Abelhas, cola e cadeados impedem abertura das mesas de voto em Castro Daire, Tondela e Alijó
Foram colocadas abelhas na sala de voto na freguesia do Cabril, Castro de Aire, que não chegou a abrir, numa iniciativa de protesto da população local que reclama obras na Estrada Nacional 225. Em Lajeosa do Dão, concelho de Tondela, a mesa de voto não abriu depois de a fechadura da entrada ter sido selada com cola. Já em Castedo, Alijó, a votação deve ter início com duas horas de atraso, depois de a porta da Junta de Freguesia ter sido fechada a cadeado em protesto contra o fim da escola e da extensão de saúde.
Segundo Marco Rodrigues, presidente da Junta local (PSD/CDS), as urnas não abriram às 08h00 como estava previsto e alguns dos elementos que compõem a mesa de voto desistiram, com receio de represálias da população.
“Isto estava com um cadeado, já demos conhecimento à Câmara e ao Governo Civil, mas estamos a tratar disso e a mesa vai abrir.
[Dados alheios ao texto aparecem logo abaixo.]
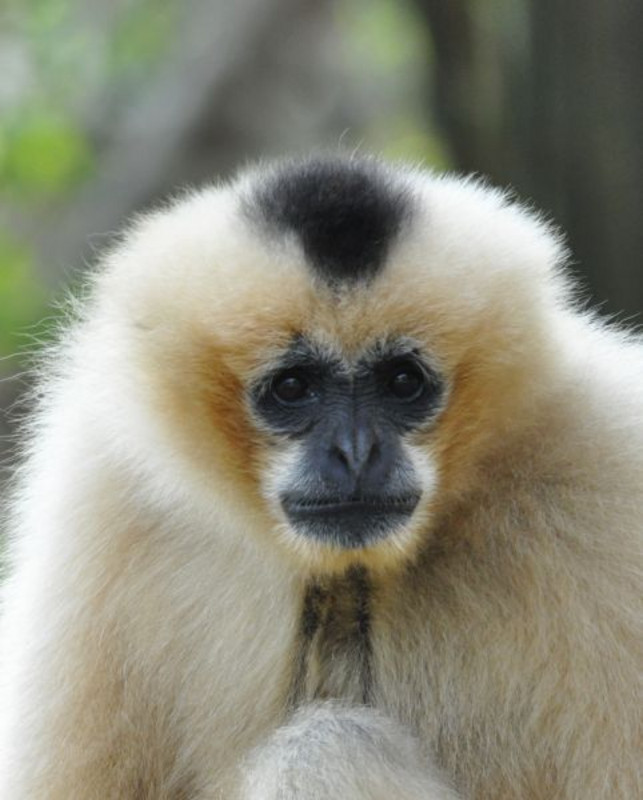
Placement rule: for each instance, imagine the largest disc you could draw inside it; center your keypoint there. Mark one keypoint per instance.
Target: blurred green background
(105, 107)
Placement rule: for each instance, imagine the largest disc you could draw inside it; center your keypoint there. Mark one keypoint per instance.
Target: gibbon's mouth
(348, 522)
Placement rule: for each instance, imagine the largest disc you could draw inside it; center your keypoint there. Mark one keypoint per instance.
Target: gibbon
(332, 491)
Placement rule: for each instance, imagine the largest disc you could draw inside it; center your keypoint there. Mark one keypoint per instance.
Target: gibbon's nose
(354, 455)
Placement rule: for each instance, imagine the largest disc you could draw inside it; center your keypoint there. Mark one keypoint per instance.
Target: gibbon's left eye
(406, 382)
(290, 388)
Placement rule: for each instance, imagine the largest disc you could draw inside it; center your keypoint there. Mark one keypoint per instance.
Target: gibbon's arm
(329, 751)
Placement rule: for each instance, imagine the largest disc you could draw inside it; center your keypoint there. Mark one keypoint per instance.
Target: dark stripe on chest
(333, 648)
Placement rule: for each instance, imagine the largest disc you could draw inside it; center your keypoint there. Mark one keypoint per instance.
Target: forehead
(345, 214)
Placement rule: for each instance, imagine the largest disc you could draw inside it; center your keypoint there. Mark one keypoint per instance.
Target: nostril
(340, 455)
(373, 455)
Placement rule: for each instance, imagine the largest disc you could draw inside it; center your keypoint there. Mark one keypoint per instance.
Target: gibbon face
(338, 344)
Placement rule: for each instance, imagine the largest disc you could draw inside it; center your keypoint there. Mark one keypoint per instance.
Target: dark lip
(351, 505)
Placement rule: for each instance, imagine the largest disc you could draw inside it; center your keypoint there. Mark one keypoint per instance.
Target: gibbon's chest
(333, 656)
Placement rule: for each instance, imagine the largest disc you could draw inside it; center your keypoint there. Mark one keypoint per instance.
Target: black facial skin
(356, 485)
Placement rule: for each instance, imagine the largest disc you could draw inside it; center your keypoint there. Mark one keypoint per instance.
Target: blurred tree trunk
(546, 95)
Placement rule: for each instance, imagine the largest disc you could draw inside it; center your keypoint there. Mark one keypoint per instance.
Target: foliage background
(106, 107)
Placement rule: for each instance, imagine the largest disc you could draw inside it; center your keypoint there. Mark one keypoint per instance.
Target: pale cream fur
(150, 614)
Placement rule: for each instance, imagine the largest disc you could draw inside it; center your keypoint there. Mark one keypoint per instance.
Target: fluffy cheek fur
(285, 470)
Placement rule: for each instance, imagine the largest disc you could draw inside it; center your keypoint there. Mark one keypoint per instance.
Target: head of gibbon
(323, 352)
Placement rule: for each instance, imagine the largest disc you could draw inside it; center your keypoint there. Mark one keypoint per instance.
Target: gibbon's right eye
(291, 388)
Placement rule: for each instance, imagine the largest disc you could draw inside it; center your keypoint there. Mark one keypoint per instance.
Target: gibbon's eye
(406, 382)
(290, 388)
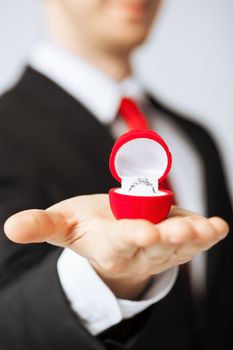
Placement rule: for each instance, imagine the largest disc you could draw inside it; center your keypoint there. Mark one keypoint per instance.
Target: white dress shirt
(95, 304)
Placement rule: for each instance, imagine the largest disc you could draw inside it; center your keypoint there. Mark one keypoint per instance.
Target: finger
(33, 226)
(220, 226)
(207, 231)
(177, 211)
(138, 233)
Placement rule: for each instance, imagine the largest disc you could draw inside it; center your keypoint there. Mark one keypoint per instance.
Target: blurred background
(187, 62)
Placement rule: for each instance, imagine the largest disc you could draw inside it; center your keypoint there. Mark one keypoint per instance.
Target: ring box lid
(140, 153)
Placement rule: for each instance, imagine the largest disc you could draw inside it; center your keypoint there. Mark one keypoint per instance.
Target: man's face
(117, 25)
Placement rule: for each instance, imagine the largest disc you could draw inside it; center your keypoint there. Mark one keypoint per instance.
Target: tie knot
(132, 115)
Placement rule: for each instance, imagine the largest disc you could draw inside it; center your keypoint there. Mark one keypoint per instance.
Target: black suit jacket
(52, 148)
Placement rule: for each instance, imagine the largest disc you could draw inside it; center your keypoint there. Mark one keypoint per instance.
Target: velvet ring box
(140, 160)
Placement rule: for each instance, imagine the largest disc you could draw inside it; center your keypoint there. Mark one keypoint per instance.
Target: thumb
(34, 226)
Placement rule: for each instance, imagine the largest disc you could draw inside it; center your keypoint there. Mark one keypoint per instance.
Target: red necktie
(135, 119)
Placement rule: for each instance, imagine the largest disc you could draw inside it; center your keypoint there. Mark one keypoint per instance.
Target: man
(112, 287)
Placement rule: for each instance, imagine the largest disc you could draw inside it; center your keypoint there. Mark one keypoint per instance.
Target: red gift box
(140, 160)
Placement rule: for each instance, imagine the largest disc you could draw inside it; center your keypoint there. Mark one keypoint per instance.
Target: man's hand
(125, 253)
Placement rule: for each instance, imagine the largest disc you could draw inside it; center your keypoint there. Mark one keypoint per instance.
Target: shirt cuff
(94, 303)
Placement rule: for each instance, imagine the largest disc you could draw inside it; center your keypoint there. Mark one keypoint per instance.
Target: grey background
(187, 62)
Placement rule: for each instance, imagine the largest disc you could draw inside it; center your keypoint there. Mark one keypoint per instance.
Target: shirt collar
(100, 94)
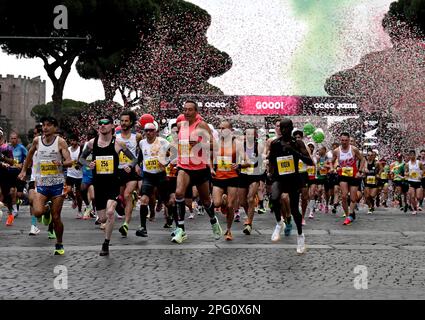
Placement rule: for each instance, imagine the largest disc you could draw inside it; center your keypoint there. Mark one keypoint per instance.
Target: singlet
(131, 144)
(415, 172)
(49, 174)
(186, 157)
(254, 160)
(154, 154)
(372, 173)
(107, 160)
(72, 172)
(224, 163)
(322, 171)
(348, 163)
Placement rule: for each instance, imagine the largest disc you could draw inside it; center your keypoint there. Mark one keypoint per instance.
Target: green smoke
(314, 59)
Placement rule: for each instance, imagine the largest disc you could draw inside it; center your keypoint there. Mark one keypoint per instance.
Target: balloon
(146, 118)
(318, 136)
(308, 129)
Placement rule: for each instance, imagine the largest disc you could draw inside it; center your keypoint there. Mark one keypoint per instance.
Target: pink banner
(284, 105)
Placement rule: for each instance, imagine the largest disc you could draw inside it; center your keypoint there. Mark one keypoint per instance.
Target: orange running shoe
(10, 219)
(228, 235)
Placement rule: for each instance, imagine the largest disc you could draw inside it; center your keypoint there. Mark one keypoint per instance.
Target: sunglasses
(104, 121)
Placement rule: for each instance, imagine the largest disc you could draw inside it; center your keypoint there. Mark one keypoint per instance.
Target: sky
(278, 47)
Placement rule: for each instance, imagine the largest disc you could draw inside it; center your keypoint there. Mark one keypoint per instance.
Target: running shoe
(228, 235)
(217, 231)
(105, 250)
(247, 229)
(34, 230)
(348, 220)
(51, 235)
(123, 229)
(59, 250)
(277, 231)
(10, 219)
(288, 229)
(179, 236)
(301, 244)
(141, 232)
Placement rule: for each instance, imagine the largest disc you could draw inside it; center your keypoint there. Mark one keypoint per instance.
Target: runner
(349, 174)
(128, 173)
(105, 150)
(152, 156)
(51, 151)
(195, 142)
(285, 152)
(251, 174)
(373, 171)
(414, 172)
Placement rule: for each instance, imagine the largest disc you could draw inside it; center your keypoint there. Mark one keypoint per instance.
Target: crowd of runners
(208, 172)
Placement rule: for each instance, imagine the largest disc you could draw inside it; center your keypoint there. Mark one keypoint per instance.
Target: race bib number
(348, 171)
(323, 171)
(248, 170)
(224, 163)
(104, 164)
(124, 159)
(48, 168)
(285, 165)
(184, 148)
(414, 175)
(370, 180)
(152, 165)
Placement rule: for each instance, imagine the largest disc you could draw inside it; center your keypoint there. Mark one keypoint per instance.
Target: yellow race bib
(370, 180)
(285, 165)
(152, 165)
(124, 159)
(224, 163)
(48, 168)
(248, 170)
(104, 164)
(347, 171)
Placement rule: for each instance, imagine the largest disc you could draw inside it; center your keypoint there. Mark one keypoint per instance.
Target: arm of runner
(28, 159)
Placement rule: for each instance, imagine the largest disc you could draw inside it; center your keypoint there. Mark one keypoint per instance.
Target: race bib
(370, 180)
(152, 165)
(414, 175)
(248, 170)
(104, 164)
(285, 165)
(347, 171)
(224, 163)
(124, 159)
(48, 168)
(184, 148)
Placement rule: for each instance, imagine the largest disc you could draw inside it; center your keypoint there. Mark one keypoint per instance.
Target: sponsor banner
(267, 105)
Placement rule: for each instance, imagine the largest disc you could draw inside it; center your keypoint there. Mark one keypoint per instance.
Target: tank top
(49, 174)
(131, 144)
(154, 154)
(107, 160)
(72, 172)
(224, 163)
(348, 163)
(415, 172)
(372, 172)
(186, 157)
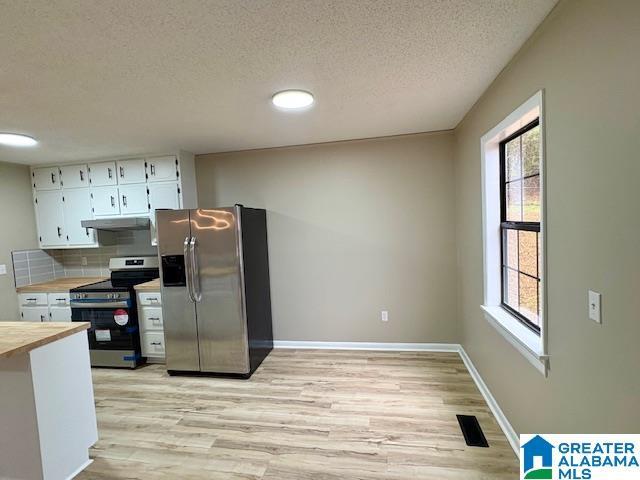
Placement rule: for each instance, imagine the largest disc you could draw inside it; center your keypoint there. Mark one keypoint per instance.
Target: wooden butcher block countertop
(152, 286)
(17, 338)
(59, 284)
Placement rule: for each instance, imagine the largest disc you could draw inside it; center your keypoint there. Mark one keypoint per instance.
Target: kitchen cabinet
(50, 218)
(162, 169)
(105, 201)
(133, 199)
(102, 174)
(151, 326)
(74, 176)
(164, 195)
(131, 171)
(77, 207)
(133, 187)
(46, 178)
(44, 307)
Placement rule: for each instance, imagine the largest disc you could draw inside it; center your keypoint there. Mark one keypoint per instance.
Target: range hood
(117, 224)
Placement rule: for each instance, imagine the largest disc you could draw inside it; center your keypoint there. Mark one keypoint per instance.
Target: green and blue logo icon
(537, 459)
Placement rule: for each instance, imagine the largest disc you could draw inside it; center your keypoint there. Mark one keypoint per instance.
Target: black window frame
(518, 226)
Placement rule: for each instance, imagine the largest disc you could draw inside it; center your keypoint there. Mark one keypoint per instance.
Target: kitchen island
(47, 411)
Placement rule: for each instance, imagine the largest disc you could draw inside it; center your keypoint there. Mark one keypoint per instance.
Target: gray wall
(354, 228)
(18, 224)
(586, 58)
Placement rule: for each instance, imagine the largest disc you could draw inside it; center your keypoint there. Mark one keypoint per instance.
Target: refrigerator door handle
(195, 272)
(187, 265)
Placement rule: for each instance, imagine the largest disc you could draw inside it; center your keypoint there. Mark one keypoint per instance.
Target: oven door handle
(187, 267)
(99, 304)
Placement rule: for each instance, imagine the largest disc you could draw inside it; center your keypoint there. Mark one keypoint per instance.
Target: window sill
(524, 340)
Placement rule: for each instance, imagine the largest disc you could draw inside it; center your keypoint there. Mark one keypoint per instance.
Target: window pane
(527, 252)
(511, 288)
(531, 152)
(531, 199)
(513, 164)
(510, 248)
(514, 201)
(529, 298)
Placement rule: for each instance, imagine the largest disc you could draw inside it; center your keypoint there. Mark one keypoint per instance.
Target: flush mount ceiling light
(292, 99)
(17, 140)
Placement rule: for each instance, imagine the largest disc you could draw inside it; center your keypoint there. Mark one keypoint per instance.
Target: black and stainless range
(110, 307)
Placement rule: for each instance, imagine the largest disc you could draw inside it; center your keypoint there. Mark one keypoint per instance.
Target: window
(520, 224)
(513, 228)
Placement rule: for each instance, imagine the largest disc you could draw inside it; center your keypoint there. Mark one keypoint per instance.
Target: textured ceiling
(92, 79)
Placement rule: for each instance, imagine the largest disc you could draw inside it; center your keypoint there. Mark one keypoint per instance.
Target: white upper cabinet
(164, 196)
(47, 178)
(103, 174)
(133, 199)
(131, 171)
(66, 195)
(50, 217)
(162, 169)
(77, 207)
(105, 201)
(74, 176)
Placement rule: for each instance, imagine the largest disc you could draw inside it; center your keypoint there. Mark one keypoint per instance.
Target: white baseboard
(500, 417)
(502, 420)
(406, 347)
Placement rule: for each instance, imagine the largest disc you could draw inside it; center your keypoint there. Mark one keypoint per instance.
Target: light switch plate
(594, 306)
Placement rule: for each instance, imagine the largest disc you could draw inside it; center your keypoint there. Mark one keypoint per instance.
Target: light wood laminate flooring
(305, 414)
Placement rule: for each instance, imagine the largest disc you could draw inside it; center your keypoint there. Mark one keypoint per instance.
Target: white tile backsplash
(34, 266)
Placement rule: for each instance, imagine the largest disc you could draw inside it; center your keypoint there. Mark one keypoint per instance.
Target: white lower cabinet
(45, 307)
(151, 326)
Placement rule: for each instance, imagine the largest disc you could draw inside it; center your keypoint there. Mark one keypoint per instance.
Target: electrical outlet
(594, 307)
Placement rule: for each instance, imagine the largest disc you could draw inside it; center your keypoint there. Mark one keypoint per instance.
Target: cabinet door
(164, 196)
(74, 176)
(47, 178)
(102, 174)
(50, 217)
(133, 199)
(131, 171)
(105, 201)
(162, 169)
(77, 207)
(34, 314)
(60, 314)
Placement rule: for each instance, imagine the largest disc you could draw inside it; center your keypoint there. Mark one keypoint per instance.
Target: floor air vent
(471, 430)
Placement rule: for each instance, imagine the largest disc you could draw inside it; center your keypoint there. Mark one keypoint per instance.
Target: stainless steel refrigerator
(216, 301)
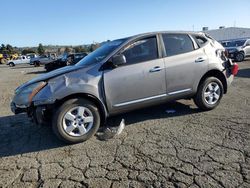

Falta só a constituição (dos elementos) da mesa“, explicou Marco Rodrigues, que se mostra solidário com a população.
“A tentativa de boicote diz respeito ao fecho da extensão de saúde na freguesia e ao fim da escola primária”, explicou o autarca, salientando que, na estrada, são visíveis palavras de ordem escritas pela população.
“As pessoas têm razão porque parece que querem acabar com a freguesia”, afirmou o autarca, que lamenta em particular o fim da “escola primária no final deste ano letivo“.
Esta decisão teve o apoio de um executivo anterior da Junta de Freguesia que “votou a favor da carta educativa” do concelho, onde estava previsto o fecho do estabelecimento, explicou.
Por isso, embora prometa “fazer tudo” para que o escrutínio “decorra como previsto”, Marco Rodrigues diz que não vai votar, em solidariedade para com a população.
“A abstenção é forma mais indicada para reivindicarmos os nossos direitos no dia de hoje“, afirmou.
Abelhas em Cabril
Junto ao edifício da sala de voto de Cabril estão cartazes onde se pode ler “EN225” e “não ao voto” e a entrada para a mesa de voto está tapada com partes de um palco, tendo sido colocadas abelhas dentro da sala da votação.
As populações das freguesias de Cabril e Parada de Ester, concelho de Castro Daire, ameaçaram boicotar o sufrágio, seguindo um apelo da Comissão de Utentes da Estrada Nacional 225, em protesto pelo mau estado do troço da EN225.
“Esta foi a forma encontrada para demonstrar o nosso desagrado pelo mau estado em que se encontra a EN 225“, explicou então o porta-voz da comissão, Fernando Silva.
A mesa de voto em Parada de Ester terão aberto normalmente, segundo as duas dezenas de eleitores do Cabril que hoje se concentraram junto à mesa de voto desta freguesia.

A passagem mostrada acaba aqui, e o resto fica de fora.